Mais la portée attachée à la qualification retenue par la Cour de cassation est tout autre lorsque cette qualification est mise en regard des dispositions du Code des transports. Il est en effet permis de douter de l’application de l’article L. 6422-5 du Code des transports à l’action exercée par un passager en vue d’obtenir l’indemnisation prévue par le règlement (CE) n° 261/200423. Ce texte est inséré dans un chapitre II consacré au contrat de transport aérien de marchandises, ce qui paraît éloigné du type de contrat de transport en cause en matière de droit à indemnisation. Le choix de cet article est d’autant plus contestable que le Code des transports contient également des dispositions relatives au contrat de transport aérien de personnes et de bagages, dont deux – les articles L. 6421-3 et L. 6421-4 du Code des transports – concernent directement la responsabilité du transporteur aérien. La censure du jugement aurait donc pu être prononcée en raison de l’inapplicabilité de l’article L. 6422-5 du Code des transports au contrat de transport en cause. Partant, en retenant la qualification d’action en paiement d’une indemnité forfaitaire, la première chambre civile de la Cour de cassation exclut non seulement l’application de l’article L. 6422-5 du Code des transports, mais encore de tous les textes retenant des délais spéciaux en matière d’action en responsabilité. Sont donc également concernés les articles L. 6421-3 et L. 6421-4 du Code des transports. La raison de ce choix est probablement à rechercher du côté des délais retenus aux articles L. 6421-3 et L. 6421-4 du Code des transports. Ces dispositions soumettent en effet l’action en responsabilité exercée contre le transporteur aérien selon les cas au délai prévu dans la convention de Montréal24 ou à celui prévu dans la convention de Varsovie25. Par conséquent, en qualifiant l’action d’action en paiement, la Cour de cassation évite tant l’application d’un court délai que le retour aux textes internationaux par le truchement des dispositions de droit interne dont l’application a été expressément exclue par la CJUE.

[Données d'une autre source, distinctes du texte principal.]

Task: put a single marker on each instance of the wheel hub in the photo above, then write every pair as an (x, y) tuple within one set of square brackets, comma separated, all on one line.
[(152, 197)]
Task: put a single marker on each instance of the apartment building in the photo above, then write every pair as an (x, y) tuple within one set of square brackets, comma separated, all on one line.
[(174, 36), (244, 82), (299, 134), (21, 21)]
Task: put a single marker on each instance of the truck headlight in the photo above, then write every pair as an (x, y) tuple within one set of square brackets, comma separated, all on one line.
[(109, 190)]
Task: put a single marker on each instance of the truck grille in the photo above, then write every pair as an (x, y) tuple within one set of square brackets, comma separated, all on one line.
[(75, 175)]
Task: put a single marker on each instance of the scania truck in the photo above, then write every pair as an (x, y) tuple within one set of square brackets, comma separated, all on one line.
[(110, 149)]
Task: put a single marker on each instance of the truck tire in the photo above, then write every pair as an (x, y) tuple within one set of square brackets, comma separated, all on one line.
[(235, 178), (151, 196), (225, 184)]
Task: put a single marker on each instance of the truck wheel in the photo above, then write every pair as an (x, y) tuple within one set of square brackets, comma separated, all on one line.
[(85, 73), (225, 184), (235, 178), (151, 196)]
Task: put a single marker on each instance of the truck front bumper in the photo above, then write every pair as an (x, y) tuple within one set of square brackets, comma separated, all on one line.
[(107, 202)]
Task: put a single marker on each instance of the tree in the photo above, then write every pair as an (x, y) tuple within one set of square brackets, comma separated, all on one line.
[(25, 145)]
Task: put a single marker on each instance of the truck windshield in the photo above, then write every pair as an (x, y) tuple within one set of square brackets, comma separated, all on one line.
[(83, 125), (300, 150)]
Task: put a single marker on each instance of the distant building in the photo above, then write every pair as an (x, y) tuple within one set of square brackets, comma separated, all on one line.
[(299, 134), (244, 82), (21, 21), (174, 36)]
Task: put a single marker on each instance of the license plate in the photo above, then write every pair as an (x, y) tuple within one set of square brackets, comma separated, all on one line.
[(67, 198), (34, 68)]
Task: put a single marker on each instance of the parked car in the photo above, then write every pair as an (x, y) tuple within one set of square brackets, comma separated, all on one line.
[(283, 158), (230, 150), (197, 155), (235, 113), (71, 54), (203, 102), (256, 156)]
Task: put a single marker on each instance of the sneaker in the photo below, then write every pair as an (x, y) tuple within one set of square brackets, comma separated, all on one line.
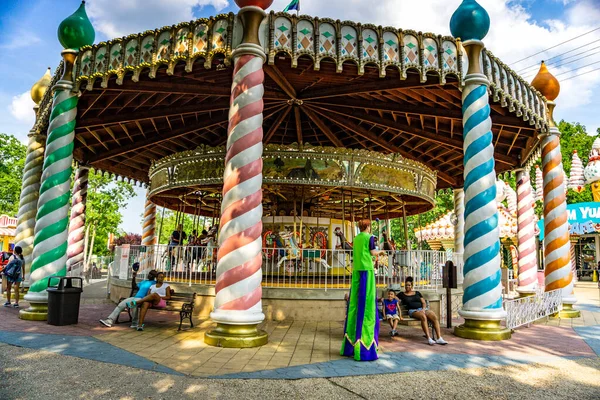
[(106, 322)]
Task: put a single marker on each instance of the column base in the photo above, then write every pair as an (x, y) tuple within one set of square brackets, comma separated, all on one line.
[(567, 312), (38, 307), (482, 330), (525, 294), (236, 336)]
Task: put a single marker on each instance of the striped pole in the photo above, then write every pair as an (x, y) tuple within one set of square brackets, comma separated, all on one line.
[(149, 227), (557, 249), (75, 249), (238, 292), (526, 235), (30, 193), (482, 297), (52, 219), (539, 184)]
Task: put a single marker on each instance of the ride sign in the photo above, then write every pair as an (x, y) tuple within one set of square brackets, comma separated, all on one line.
[(584, 218)]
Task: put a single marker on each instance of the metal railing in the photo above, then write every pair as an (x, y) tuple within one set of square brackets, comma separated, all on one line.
[(284, 267), (525, 310)]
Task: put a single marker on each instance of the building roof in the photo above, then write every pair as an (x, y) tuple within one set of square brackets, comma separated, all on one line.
[(327, 83)]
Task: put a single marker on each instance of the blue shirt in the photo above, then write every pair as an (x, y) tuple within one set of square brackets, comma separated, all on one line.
[(143, 288), (391, 306)]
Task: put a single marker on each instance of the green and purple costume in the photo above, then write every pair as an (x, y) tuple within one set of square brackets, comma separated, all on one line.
[(361, 330)]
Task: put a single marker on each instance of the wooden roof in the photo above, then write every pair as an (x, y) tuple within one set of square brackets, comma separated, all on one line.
[(123, 128)]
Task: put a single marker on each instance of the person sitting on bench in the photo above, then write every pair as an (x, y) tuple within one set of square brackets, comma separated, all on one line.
[(143, 289), (157, 298), (417, 309), (391, 311)]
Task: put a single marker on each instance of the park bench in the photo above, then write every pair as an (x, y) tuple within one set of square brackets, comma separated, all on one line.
[(408, 321), (183, 303)]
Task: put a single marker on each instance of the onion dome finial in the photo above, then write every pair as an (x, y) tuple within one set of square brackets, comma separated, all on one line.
[(264, 4), (39, 88), (470, 21), (546, 83)]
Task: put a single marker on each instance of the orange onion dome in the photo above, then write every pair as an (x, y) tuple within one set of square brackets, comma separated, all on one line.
[(546, 83)]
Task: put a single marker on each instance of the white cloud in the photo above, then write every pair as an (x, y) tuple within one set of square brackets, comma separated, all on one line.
[(120, 18), (513, 35), (21, 108), (20, 39)]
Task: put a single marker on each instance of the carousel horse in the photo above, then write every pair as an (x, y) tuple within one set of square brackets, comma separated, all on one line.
[(210, 256)]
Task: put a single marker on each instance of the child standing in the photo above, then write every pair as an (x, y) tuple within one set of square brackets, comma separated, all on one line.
[(391, 311)]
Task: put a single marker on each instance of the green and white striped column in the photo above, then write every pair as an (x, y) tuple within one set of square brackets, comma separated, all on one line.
[(52, 219)]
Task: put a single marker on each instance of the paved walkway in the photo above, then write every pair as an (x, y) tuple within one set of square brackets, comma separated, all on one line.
[(299, 349)]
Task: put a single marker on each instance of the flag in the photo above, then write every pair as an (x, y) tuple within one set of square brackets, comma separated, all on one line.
[(294, 5)]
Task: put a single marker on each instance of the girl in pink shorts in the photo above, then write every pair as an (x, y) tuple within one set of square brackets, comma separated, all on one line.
[(157, 297)]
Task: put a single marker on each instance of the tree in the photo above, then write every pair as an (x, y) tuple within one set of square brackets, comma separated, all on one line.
[(12, 162), (106, 198), (133, 239)]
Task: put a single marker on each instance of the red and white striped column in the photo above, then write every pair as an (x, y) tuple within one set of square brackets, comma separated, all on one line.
[(76, 242), (149, 225), (526, 235), (238, 291)]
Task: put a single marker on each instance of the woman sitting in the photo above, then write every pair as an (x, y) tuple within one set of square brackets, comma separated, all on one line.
[(157, 297), (417, 309)]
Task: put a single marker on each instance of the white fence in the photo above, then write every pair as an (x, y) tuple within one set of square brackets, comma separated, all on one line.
[(525, 310), (297, 268)]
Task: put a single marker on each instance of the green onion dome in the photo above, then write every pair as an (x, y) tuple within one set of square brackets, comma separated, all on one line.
[(76, 30)]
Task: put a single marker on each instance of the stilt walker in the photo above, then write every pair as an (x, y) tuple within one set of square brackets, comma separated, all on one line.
[(482, 299), (75, 251), (557, 249), (149, 238), (526, 235), (50, 242), (238, 299), (32, 173)]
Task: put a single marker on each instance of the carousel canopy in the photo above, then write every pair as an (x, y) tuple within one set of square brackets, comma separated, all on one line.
[(328, 83)]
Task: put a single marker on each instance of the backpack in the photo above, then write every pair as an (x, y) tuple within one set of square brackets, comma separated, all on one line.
[(13, 269)]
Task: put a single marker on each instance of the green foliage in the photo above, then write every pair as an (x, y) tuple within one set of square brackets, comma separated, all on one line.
[(106, 199), (12, 161), (574, 137), (444, 202)]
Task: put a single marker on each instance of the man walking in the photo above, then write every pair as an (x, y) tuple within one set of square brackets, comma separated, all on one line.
[(142, 289)]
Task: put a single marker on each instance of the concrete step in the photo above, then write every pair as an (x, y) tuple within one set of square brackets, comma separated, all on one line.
[(410, 322)]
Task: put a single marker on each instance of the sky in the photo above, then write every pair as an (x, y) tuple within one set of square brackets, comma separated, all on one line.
[(564, 32)]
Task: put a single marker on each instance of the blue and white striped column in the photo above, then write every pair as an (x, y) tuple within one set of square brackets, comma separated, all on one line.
[(482, 298)]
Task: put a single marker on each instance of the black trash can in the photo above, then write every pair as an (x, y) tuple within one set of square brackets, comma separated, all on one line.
[(63, 300)]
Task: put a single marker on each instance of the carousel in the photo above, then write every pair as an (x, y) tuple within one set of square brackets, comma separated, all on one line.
[(283, 128)]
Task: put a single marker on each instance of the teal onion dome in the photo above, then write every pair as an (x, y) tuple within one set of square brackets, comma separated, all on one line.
[(470, 21), (76, 30)]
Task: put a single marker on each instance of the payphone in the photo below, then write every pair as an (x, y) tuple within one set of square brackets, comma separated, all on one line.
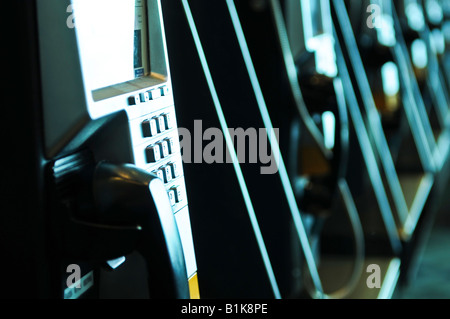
[(115, 218)]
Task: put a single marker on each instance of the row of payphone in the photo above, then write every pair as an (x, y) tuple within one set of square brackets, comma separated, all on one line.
[(358, 91)]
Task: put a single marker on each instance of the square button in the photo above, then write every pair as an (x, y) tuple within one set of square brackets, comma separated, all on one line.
[(171, 194), (152, 153)]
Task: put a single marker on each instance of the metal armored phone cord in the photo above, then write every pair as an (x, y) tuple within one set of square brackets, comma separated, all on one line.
[(342, 184)]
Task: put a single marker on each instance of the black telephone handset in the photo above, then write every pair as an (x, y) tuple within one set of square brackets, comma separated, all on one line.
[(127, 193), (113, 210)]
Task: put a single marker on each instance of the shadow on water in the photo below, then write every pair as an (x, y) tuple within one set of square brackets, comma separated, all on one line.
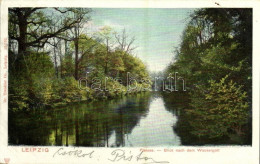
[(136, 120)]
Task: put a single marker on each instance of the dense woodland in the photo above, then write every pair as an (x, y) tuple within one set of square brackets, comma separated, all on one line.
[(50, 50), (215, 58)]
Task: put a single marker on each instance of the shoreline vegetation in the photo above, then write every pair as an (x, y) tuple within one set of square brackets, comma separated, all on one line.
[(50, 50)]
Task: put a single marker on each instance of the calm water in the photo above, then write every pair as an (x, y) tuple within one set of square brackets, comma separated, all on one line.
[(137, 120)]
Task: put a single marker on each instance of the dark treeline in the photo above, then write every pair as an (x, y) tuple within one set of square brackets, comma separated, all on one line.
[(215, 58), (50, 50)]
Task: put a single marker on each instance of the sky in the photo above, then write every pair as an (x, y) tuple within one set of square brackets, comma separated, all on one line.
[(157, 31)]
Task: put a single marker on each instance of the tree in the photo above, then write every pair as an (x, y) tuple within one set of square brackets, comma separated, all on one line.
[(32, 26)]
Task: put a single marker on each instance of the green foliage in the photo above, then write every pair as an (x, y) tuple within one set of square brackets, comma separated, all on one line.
[(214, 45), (219, 110)]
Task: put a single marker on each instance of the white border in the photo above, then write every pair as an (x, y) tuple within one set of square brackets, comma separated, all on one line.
[(227, 154)]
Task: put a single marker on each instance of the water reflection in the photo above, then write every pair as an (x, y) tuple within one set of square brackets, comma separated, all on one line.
[(137, 120)]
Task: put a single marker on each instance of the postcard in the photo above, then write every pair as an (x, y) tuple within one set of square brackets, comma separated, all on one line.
[(129, 81)]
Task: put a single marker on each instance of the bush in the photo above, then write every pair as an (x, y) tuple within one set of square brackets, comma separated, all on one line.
[(219, 110)]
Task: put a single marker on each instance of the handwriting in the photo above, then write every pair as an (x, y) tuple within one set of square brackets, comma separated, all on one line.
[(120, 155), (76, 153)]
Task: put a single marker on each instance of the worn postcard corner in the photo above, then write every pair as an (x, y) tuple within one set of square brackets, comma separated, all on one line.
[(129, 82)]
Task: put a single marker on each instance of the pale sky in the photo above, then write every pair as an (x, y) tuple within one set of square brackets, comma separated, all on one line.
[(157, 31)]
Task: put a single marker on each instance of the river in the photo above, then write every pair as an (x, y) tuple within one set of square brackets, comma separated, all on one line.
[(131, 121)]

Le choix d’un retour aux dispositions du droit interne en matière de délai pour agir en paiement suscite néanmoins deux réserves. Tout d’abord, le retour aux dispositions du droit interne est de nature à permettre un traitement différencié des victimes d’annulation de vol dans la mesure où chaque législation nationale dispose de son propre système de délais pour agir26. Ensuite, comme cela a été souligné27, ce choix est facteur de complication pour le passager victime. En effet, l’application du délai quinquennal de prescription n’est retenue que pour l’action en paiement de l’indemnité prévue à l’article 7 du règlement (CE) n° 261/2004. En d’autres termes, échappent à ce délai de prescription les autres actions exercées par le passager victime. L’on pense par exemple aux actions en indemnisation exercées sur le fondement de la convention de Montréal28.
Valérie DURAND
La détermination de la juridiction compétente pour connaître de l’action en paiement de l’indemnisation due au passager victime en cas de retard ou d’annulation de vol dans le cadre d’un trajet avec correspondance
CJUE, 7 mars 2018, n° C-274/16, Flightright GmbH c/ Air Nostrum, Linéas Aéreas del Mediterraneo SA; CJUE, 7 mars 2018, n° C-447/16, R. Becker c/ Hainan Airlaines Co. Ltd et CJUE, 7 mars 2018, n° C-448/16, M., A., Z, N., Barkan et S. Asbai c/ Air Nostrum, Linéas Aéreas del Mediterraneo SA. L’actualité jurisprudentielle relative à l’application du règlement (CE) n° 261/2004 a été marquée par les arrêts rendus par la CJUE au sujet de la détermination de la juridiction compétente pour connaître du recours exercé contre un transporteur aérien en cas de retard de vol survenu pendant un trajet avec escale. La CJUE a en effet eu à connaître de trois questions préjudicielles relatives à l’interprétation de l’article 5, point 1, du règlement (CE) n° 44/2001 du Conseil du 22 décembre 2000, concernant la compétence judiciaire, la reconnaissance et l’exécution des décisions en matière civile et commerciale et l’article 7, point 1, du règlement (UE) n° 1215/2012 du Parlement européen et du Conseil du 12 décembre 2012, concernant la compétence judiciaire, la reconnaissance et l’exécution des décisions en matière civile et commerciale29.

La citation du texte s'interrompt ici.